Page 1 of 1

Nagios XI Lockup Issues

Posted: Tue Dec 07, 2010 1:33 am
by Box293
When I came in to work today our Nagios XI server was not responsive, could not access web page.
The console of the VM was refreshing with the following information.
Nagios Frozen.png
I was unable to do a normal restart, the VM under vCenter showed that VMware tools was not running, I needed to hard power off the VM and then power it back on again.

I rebooted the VM at 2pm as I had an issue and I wasn't sure if it was Nagios or not. Turned out to be nothing to do with Nagios.

Then at 3.56pm it was locked up again with the same problems, needed a hard power cycle again.
Nagios Frozen #2.png
Any ideas?

Re: Nagios XI Lockup Issues

Posted: Tue Dec 07, 2010 10:25 am
by tonyyarusso
This might be the VM running out of memory. I'm used to a slightly different format for those messages on a different Linux distro, but this may well be how CentOS prints it. Try increasing the RAM allocated to the VM, and keep an eye on graphs for available memory (preferably not counting buffers/caches).

Re: Nagios XI Lockup Issues

Posted: Wed Dec 08, 2010 1:02 am
by Box293
I've upgraded the memory from 1.5GB to 3GB and all seems good.

I've keep an eye on the Server Statistics dashlet and the free memory hovers around 730 MB - 450 MB.

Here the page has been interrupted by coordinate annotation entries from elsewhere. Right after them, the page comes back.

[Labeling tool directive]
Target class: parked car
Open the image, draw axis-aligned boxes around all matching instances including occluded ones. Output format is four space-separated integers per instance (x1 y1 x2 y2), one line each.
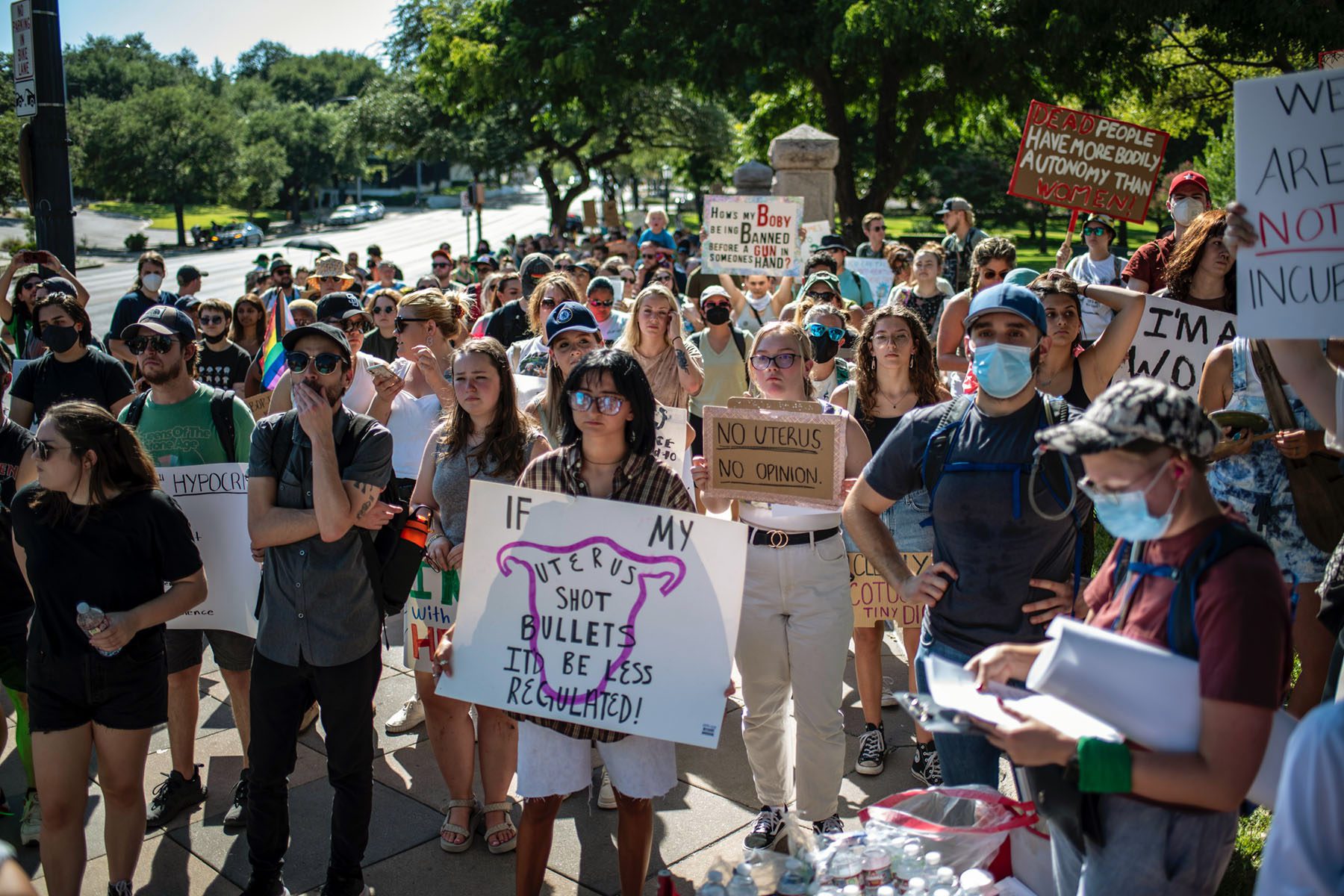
205 220 265 249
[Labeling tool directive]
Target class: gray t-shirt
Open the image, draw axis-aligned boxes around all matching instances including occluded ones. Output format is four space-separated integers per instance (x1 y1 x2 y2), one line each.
863 400 1090 653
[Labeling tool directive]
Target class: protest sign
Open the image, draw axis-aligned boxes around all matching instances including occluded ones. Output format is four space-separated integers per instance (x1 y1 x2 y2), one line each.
1008 99 1168 224
704 407 845 509
1129 296 1236 398
402 563 458 672
156 464 261 638
700 196 803 277
1233 70 1344 338
850 553 933 629
437 479 746 748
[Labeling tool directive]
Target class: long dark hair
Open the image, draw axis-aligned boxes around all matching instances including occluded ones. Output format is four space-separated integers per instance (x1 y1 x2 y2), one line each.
561 348 657 454
440 336 536 479
28 402 158 532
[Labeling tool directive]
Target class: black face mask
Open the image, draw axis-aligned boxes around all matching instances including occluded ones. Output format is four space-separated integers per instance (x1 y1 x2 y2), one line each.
42 324 79 355
704 305 732 326
808 336 840 364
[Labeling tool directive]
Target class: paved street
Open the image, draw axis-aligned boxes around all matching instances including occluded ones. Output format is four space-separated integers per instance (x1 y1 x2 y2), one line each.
0 635 921 896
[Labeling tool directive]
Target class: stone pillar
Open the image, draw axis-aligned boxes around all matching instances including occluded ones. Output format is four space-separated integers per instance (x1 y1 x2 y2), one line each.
732 161 774 196
770 125 840 222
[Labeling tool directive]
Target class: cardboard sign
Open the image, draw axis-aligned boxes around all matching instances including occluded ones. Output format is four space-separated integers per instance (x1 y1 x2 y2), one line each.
700 196 803 277
704 407 845 511
437 481 746 750
156 464 261 638
1233 70 1344 338
1129 296 1236 398
1008 99 1169 224
850 553 933 629
402 563 458 672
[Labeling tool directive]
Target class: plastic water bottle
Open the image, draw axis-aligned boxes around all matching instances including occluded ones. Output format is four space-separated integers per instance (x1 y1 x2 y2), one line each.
75 600 121 657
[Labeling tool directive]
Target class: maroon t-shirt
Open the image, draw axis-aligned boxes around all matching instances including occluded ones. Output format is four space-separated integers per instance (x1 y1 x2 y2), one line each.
1119 234 1176 293
1083 518 1293 709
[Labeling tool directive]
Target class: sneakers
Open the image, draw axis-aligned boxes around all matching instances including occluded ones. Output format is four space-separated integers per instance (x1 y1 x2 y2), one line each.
853 721 887 775
743 806 785 849
812 815 844 836
910 740 942 787
385 697 425 735
597 765 615 809
145 765 205 827
225 768 249 827
19 790 42 846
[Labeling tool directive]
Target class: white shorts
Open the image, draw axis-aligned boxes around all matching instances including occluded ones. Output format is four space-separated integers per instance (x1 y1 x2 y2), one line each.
517 721 676 799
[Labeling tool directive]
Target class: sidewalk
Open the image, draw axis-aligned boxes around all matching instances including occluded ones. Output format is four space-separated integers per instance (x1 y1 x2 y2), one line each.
0 634 922 896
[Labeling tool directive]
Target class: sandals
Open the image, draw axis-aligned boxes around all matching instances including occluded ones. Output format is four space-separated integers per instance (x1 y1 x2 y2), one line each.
438 797 480 853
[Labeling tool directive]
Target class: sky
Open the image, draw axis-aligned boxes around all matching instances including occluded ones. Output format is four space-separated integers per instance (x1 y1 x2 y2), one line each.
39 0 396 69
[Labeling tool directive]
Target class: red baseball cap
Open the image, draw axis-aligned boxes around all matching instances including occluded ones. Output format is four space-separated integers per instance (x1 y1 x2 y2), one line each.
1166 170 1210 199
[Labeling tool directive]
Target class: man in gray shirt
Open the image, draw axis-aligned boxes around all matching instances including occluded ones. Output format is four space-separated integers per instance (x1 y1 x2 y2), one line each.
243 324 396 896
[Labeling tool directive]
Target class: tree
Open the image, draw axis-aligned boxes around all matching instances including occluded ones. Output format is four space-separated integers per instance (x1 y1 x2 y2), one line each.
77 84 238 246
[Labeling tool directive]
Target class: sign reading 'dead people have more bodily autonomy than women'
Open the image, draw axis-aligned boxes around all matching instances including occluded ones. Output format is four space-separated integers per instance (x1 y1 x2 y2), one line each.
1008 99 1168 223
700 196 803 277
1233 70 1344 338
704 400 845 509
156 464 261 638
437 479 746 748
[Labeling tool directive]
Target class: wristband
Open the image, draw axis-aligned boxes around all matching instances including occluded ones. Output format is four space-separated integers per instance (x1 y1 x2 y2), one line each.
1078 738 1133 794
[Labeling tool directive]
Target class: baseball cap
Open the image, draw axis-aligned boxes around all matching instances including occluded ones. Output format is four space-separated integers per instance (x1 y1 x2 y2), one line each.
279 321 351 364
1166 170 1210 199
966 284 1045 333
121 305 196 343
1036 376 1220 459
546 302 602 343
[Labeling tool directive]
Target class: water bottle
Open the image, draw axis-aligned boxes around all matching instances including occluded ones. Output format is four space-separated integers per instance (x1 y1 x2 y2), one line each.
75 600 121 657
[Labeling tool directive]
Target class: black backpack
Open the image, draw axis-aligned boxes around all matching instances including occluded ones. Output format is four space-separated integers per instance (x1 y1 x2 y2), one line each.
125 385 238 464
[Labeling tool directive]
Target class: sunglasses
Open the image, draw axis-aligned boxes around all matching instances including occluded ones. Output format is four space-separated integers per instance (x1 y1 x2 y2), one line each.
570 392 625 417
126 336 178 355
285 352 344 376
751 352 798 371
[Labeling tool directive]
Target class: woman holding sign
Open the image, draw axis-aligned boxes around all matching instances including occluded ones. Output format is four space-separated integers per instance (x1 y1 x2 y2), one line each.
692 323 872 849
434 349 699 896
830 305 951 787
411 337 550 853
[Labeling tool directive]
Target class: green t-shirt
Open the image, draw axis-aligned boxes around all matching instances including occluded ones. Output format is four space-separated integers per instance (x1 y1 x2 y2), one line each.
118 385 255 466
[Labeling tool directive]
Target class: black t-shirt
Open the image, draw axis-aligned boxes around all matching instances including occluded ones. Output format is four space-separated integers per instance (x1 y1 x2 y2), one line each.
196 341 252 388
10 348 134 422
13 482 200 657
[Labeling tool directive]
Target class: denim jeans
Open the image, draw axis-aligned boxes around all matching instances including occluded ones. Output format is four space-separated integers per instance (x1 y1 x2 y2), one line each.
915 628 998 790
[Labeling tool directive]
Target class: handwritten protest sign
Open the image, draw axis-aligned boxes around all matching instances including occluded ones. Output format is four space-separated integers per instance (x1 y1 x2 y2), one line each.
158 464 261 638
1233 70 1344 338
850 552 933 629
1129 296 1236 396
437 481 746 748
402 563 458 672
704 407 845 509
700 196 803 277
1008 99 1168 223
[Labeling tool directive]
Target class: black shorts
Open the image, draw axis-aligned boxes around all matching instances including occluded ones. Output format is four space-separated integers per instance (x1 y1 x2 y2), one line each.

Is there a way of observing the memory usage history of localhost?

Re: Nagios XI Lockup Issues

Posted: Wed Dec 08, 2010 11:15 am
by tonyyarusso
I've upgraded the memory from 1.5GB to 3GB and all seems good.
Excellent.
Is there a way of observing the memory usage history of localhost?
Yes, but for whatever reason it's not available by default. What you'll need to do is add a plugin (I've attached the one I like), and create a service on localhost for checking RAM usage. Then you'll get the usual graphs alongside everything else. The thing I like about this particular plugin is it lets you specify that caches should be treated as free rather than used, which is usually what you want for tracking this kind of problem. For instance, compare the "normal" output on top compared to the corrected output on bottom:

Code: Select all

root@li133-235:/usr/lib/nagios/plugins# ./check_mem.pl -u -w 80 -c 90
CRITICAL - 96.2% (478 MB) used!|USED=478MB;397;447;0;497 FREE=19MB;;;0;497 CACHES=295MB;;;0;497
root@li133-235:/usr/lib/nagios/plugins# ./check_mem.pl -u -C -w 80 -c 90
OK - 36.7% (183 MB) used.|USED=183MB;398;448;0;498 FREE=315MB;;;0;498 CACHES=295MB;;;0;498

Re: Nagios XI Lockup Issues

Posted: Wed Dec 08, 2010 11:45 pm
by Box293
Thanks Tony this is exactly what I was after.

I found this command to work the best for me:

Code: Select all

./check_mem.pl -f -w 20 -c 10